At one time, the name made sense. Unique, except for the home plantation, wherever that was back in the British Isles. Named for the good Lord Baltimore, and all that.

But it’s time for a change.

For one thing, there are so many other Baltimores around the country, we’re only the biggest of them these days. I mean, there are all of those West Baltimores, New Baltimores, and North Baltimores, and so on running around, who needs them?

Even the Baltimore and Ohio Railroad decided it was time to change its name to CSX or whatever. Even here, in the metropolis, we have problems confusing, as we do, between Baltimore City and Baltimore County.

No, friends, it’s time for a change. New and improved, as they say in the advertising business.

We could turn to the original names, but Fells Point just doesn’t ring quite right. And Jonestown just won’t work, not after the Reverend Jim and his little band of suicidals. Nor would Otterbein, with its sectarian overtones as a denomination that no longer exists, for that matter. Harbor City doesn’t quite say it. Our nicknames Charm City, Mobtown, Crabtown, and so on, fail us as well.

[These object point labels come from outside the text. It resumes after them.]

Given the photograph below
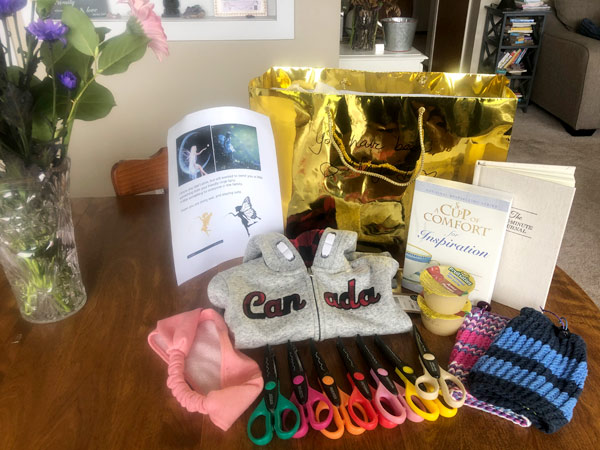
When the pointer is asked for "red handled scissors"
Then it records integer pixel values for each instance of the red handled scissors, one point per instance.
(436, 379)
(386, 397)
(426, 409)
(304, 397)
(338, 398)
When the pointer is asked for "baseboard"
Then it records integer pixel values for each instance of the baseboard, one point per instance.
(573, 132)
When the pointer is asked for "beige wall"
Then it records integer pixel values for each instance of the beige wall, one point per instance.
(153, 96)
(477, 21)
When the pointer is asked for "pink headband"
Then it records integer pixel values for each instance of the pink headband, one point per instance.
(197, 348)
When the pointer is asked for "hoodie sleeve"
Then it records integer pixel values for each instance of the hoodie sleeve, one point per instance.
(218, 291)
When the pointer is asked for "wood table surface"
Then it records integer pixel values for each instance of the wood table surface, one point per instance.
(92, 382)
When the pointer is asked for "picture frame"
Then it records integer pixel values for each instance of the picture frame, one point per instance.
(236, 8)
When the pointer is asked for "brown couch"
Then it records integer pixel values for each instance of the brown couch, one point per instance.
(567, 78)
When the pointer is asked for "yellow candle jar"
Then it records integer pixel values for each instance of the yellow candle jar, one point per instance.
(442, 324)
(446, 288)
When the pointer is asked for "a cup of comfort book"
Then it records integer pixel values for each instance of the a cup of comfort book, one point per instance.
(458, 225)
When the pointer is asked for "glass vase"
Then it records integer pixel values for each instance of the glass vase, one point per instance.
(364, 30)
(37, 245)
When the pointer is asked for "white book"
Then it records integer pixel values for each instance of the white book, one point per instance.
(456, 224)
(543, 195)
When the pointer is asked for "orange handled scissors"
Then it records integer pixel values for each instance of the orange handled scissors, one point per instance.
(427, 409)
(435, 378)
(338, 398)
(360, 397)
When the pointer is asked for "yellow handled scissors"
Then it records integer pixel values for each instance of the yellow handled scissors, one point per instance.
(435, 378)
(427, 409)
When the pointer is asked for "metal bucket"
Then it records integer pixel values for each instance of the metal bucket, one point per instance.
(398, 33)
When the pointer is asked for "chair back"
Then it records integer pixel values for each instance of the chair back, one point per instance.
(138, 176)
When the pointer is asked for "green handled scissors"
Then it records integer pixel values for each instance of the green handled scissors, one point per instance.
(273, 405)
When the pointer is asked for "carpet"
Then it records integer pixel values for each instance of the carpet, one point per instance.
(539, 137)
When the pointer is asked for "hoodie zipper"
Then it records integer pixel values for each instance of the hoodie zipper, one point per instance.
(312, 282)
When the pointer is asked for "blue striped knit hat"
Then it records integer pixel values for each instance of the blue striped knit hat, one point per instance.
(533, 368)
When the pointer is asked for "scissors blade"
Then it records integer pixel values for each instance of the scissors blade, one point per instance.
(327, 382)
(406, 370)
(357, 375)
(299, 382)
(271, 389)
(427, 358)
(378, 369)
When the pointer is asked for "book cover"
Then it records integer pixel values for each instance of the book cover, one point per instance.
(543, 195)
(457, 224)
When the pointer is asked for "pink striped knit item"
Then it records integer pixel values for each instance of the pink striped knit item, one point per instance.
(474, 337)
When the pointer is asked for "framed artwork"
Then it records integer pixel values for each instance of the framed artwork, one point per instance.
(229, 8)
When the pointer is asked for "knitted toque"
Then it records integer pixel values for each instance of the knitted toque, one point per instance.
(474, 337)
(533, 368)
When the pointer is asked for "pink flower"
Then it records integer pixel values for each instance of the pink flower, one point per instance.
(143, 11)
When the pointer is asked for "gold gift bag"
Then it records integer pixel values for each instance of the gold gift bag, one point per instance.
(348, 142)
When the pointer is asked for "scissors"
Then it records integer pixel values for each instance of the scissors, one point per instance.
(427, 409)
(304, 397)
(360, 397)
(273, 406)
(435, 378)
(386, 397)
(338, 398)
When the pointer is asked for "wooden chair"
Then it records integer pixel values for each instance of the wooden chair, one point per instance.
(138, 176)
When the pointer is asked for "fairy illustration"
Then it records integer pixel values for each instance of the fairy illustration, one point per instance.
(205, 218)
(247, 214)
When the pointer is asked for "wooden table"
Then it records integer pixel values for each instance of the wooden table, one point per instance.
(92, 382)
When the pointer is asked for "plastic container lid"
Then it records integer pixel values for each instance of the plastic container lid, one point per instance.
(447, 281)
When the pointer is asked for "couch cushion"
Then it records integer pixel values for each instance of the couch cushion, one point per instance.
(571, 12)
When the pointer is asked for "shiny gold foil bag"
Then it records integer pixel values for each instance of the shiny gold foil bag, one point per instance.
(348, 142)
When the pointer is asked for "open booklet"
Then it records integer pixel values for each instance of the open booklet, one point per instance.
(223, 186)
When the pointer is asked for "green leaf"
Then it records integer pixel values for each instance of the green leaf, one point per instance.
(67, 58)
(82, 34)
(120, 51)
(44, 7)
(16, 107)
(42, 109)
(95, 103)
(102, 32)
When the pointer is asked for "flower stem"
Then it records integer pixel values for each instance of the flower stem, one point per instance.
(20, 49)
(8, 52)
(71, 116)
(53, 77)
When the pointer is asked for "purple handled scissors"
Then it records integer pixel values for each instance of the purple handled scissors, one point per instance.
(390, 409)
(304, 397)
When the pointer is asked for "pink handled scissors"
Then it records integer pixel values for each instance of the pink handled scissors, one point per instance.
(304, 397)
(390, 409)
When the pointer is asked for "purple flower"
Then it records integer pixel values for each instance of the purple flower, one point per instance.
(48, 30)
(8, 7)
(68, 79)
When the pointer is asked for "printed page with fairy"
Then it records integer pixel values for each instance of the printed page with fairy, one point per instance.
(223, 186)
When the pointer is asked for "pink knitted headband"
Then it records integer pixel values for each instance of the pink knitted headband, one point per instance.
(197, 348)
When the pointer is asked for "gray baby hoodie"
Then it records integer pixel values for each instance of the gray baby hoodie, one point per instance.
(272, 297)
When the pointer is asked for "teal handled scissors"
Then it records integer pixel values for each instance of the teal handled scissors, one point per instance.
(436, 379)
(427, 409)
(273, 405)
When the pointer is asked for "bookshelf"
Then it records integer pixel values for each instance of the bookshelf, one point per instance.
(510, 46)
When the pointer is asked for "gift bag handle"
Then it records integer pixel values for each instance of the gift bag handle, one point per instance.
(339, 146)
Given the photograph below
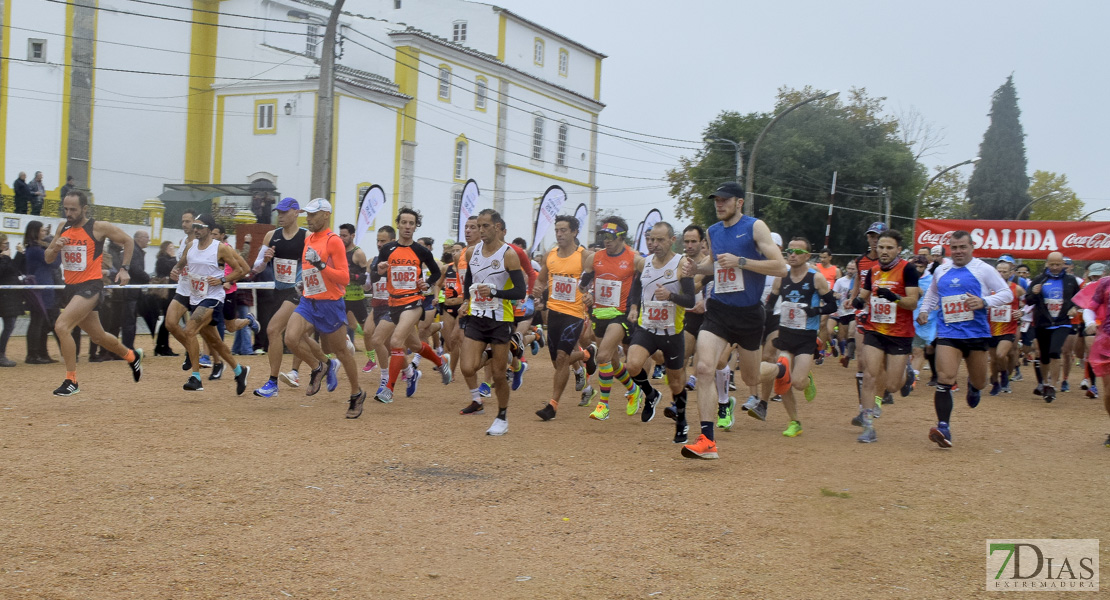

What I am proposing is Pimlico.

Yes, this is Horse Country. And Pimlico has a nice ring to it. Consider the crowd that does Paris and Rome each year. Would they ever say, “I did Paris, Rome, and Baltimore”? Hell, no. But now try “Paris, Rome, and Pimlico” and you see what I mean. Pimlico has the kind of sound to it to reflect our definite up scaling of the city. It sounds just a tad racy, too.

Say Pimlico it shall be.

Remember, when you see the shining college students outside your favorite supermarket and they ask you to sign the petition, do not hesitate. And remember to vote yes on Proposition Fourteen, to rename Baltimore City and Baltimore County. Either or both.

Then we call all unite in saying, with renewed vigor: “Tally Ho, Pimlico!”